Référence agro

Carbone dans les sols, 86 % du défi 4 pour 1000 se situent en grandes cultures

Le | Recherche-developpement

Stocker du carbone pour compenser les émissions de gaz à effet de serre (GES) et rafraîchir la planète. Lancée en 2015, l’initiative 4 pour 1000 se veut très théorique (voir ci-dessous). Jeudi 13 juin à Paris, l’Inra a fait un pas vers l’application pratique, en présentant les résultats de son étude « Stocker du carbone dans les sols français : quel potentiel au regard de l’objectif 4 pour 1000 et à quel coût ? », commanditée par l’Ademe et le ministère de l’Agriculture et de l’Alimentation. L’étude a mobilisé plus de 30 scientifiques et experts pendant deux ans.

86 % du potentiel en grandes cultures

Le potentiel de stockage additionnel, c’est-à-dire en plus de la tendance actuelle, de carbone dans les sols agricoles et forestiers français pour 2050, est de 1,9 ‰ par an.
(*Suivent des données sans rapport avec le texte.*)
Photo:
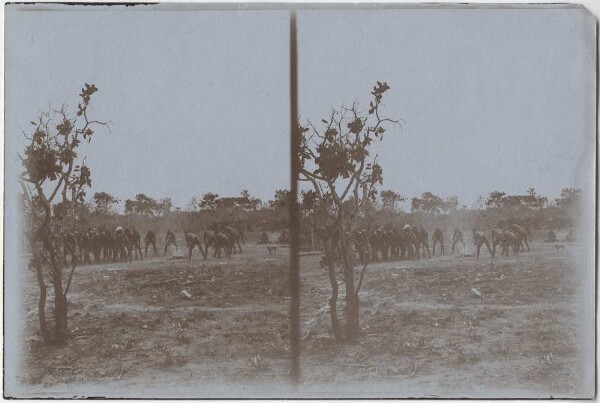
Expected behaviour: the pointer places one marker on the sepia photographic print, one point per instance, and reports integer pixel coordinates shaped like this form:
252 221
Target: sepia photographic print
253 201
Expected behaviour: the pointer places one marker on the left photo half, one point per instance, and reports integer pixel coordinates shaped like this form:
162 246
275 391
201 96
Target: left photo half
147 195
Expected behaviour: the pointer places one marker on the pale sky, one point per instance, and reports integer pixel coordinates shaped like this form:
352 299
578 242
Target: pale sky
492 99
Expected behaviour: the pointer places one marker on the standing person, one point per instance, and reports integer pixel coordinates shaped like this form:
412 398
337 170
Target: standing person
170 240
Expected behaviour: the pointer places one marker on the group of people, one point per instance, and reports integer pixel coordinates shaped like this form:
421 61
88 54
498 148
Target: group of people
391 242
123 245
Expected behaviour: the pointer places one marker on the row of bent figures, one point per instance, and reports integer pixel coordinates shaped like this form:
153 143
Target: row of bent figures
413 242
123 245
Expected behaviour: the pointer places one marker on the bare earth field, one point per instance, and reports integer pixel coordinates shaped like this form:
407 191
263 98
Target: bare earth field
445 326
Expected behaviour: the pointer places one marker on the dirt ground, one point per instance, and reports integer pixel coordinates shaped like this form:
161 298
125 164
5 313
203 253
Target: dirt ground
445 326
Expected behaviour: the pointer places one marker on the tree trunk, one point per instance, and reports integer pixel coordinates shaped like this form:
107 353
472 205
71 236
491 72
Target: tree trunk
42 299
352 323
60 300
335 325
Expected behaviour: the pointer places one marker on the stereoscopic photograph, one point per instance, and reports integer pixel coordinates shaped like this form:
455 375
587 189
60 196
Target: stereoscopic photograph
299 201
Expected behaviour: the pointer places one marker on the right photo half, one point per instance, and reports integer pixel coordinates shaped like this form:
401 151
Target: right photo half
446 193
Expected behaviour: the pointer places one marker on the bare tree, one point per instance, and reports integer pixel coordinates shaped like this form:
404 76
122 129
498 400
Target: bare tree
336 161
51 174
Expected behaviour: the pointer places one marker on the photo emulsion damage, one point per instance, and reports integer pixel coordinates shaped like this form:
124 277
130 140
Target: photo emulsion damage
330 202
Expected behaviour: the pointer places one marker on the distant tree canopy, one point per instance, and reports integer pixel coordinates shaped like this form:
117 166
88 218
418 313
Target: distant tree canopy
281 199
389 198
569 197
498 199
104 201
148 206
212 201
430 203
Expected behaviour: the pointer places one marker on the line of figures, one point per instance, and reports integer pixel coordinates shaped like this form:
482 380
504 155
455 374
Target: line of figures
409 242
123 245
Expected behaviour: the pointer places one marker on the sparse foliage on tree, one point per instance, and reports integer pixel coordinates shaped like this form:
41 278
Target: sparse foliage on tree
143 205
54 173
389 199
104 201
280 200
336 161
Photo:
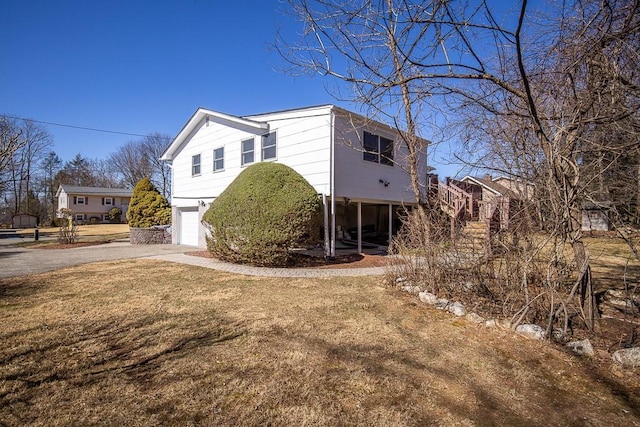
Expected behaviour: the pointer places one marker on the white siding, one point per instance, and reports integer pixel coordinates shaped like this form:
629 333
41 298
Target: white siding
302 144
357 178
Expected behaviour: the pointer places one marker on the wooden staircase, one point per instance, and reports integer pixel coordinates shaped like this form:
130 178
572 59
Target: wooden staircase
471 218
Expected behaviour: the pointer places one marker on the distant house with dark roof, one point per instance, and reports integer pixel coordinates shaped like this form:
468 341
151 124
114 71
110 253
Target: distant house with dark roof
92 204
Sur les surfaces agricoles seules, celui-ci est évalué à 3,3 ‰, et 5,2 ‰ en se concentrant uniquement sur les grandes cultures. « L’essentiel des possibilités de stockage additionnel, soit 86 %, se trouve dans les systèmes de grandes cultures, car c’est là ou les stocks sont plus faibles », explique Sylvain Pellerin, directeur de recherche Inra et copilote scientifique de l’étude.

Protéger les forêts et les prairies permanentes

À l’inverse, là où les stocks sont élevés, principalement en forêt et prairies permanentes, il est difficile de les augmenter. L’enjeu est alors de les protéger. « Si dans 30 ans, la France retourne un quart de ses surfaces en prairies permanentes, alors le stockage additionnel permis par l’adoption de pratiques stockantes en grandes cultures serait annulé », prévient Sylvain Pellerin. Au total, l’adoption de toutes les pratiques préconisées, sans changement d’usage des sols, pourrait compenser près de 7 % des émissions françaises de GES, soit environ 40 % des émissions agricoles. « Pour un pays industrialisé comme la France, l’objectif 4 pour 1000 ne peut être qu’un complément à la réduction des GES pour atteindre une neutralité carbone », continue le chercheur.
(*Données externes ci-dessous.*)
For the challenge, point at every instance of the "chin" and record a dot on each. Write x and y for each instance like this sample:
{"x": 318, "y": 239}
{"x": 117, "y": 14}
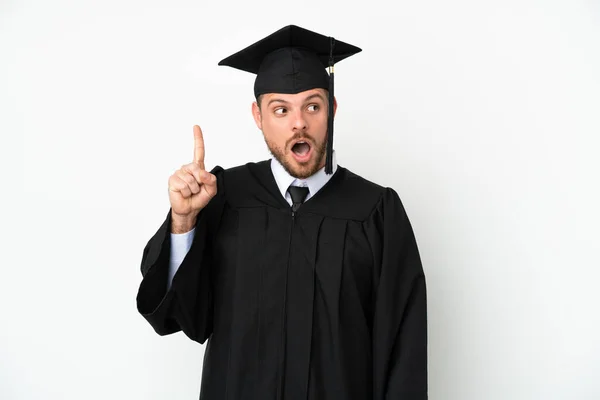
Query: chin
{"x": 300, "y": 171}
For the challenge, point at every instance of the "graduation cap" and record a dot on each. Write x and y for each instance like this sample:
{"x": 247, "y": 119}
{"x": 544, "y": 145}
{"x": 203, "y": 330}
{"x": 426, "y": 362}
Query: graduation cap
{"x": 293, "y": 60}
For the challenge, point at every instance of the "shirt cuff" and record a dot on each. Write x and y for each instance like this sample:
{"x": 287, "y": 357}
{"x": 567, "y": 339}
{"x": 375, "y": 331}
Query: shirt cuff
{"x": 180, "y": 245}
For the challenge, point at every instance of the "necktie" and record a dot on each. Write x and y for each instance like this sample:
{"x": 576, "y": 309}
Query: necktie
{"x": 298, "y": 195}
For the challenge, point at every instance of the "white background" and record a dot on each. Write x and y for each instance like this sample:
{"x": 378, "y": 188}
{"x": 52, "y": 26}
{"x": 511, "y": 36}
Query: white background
{"x": 483, "y": 115}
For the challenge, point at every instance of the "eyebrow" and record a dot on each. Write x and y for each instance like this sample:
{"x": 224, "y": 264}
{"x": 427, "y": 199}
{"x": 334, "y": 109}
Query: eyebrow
{"x": 312, "y": 96}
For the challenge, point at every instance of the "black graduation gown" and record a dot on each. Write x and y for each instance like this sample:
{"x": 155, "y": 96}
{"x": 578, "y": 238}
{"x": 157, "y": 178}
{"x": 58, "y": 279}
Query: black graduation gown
{"x": 325, "y": 303}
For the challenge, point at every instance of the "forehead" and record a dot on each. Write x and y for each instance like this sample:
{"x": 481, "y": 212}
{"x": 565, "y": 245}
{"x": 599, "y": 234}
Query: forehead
{"x": 296, "y": 97}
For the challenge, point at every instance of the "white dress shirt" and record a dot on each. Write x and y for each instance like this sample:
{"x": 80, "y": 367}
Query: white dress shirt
{"x": 181, "y": 242}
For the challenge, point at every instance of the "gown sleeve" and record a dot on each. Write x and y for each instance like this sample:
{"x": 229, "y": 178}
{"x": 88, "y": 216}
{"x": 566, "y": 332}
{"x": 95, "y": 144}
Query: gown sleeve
{"x": 400, "y": 305}
{"x": 188, "y": 304}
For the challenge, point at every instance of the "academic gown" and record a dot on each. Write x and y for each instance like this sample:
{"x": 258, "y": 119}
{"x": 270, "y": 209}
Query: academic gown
{"x": 328, "y": 302}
L’extension des cultures intermédiaires, la bonne pratique

Six pratiques sont identifiées par les scientifiques pour favoriser le stockage additionnel de carbone : l’extension des cultures intermédiaires, l’agroforesterie intraparcellaire (tous les 24 mètres sur les parcelles à sol profond), l’insertion et l’allongement des prairies temporaires, l’apport de nouvelles ressources organiques (compostage ou méthanisation) à égalité avec le semis direct, et la plantation de haies. « Ces résultats relativisent l’intérêt des pratiques basées sur une réduction de la minéralisation du carbone [au profit de son humification, pour stocker plus de carbone dans les sols, NDLR] comme le semis direct ; au contraire, ils confirment le bénéfice d’augmenter les entrées de carbone, avec finalement peu d’importance sur la nature du carbone entrant », complète Sylvain Pellerin.

Ne pas intensifier les prairies et remplacer la fauche par la pâture

Pour les prairies permanentes, seule la substitution de la fauche par du pâturage apporte un gain additionnel de carbone. L’intensification modérée des prairies, c’est-à-dire une augmentation de la fertilisation, ne présente finalement pas d’intérêt : les émissions de GES liées à la fabrication et à l’apport d‘engrais sur la parcelle annulent le stockage additionnel de carbone permis par la technique.

L’incertitude sur l’évolution tendancielle des stocks de carbone des sols agricoles, sans changement d’usage, reste cependant toujours présente : comment le stockage se comporte-t-il dans le temps et quand apparaît sa limite ? Le ré-échantillonnage en cours des parcelles du réseau de mesure de la qualité des sols (RMQS), opéré par le GIS Sol pour 2020, devrait apporter des réponses.

  • Comment se calcule le 4 pour 1000 ?

Le monde émet l’équivalent de 8,9 milliards de tonnes de carbone par an en GES. Les puits de carbone terrestres et océaniques en absorbent 5,4 milliards de tonnes. Les 3,5 milliards de tonnes restantes doivent donc être stockés. Dans les 40 premiers centimètres du sol, les stocks mondiaux de carbone s’élèvent à 820 milliards de tonnes : rajouter 3,5 à 820 milliards correspond à une augmentation de 4,3 ‰ des stocks de carbone de la planète.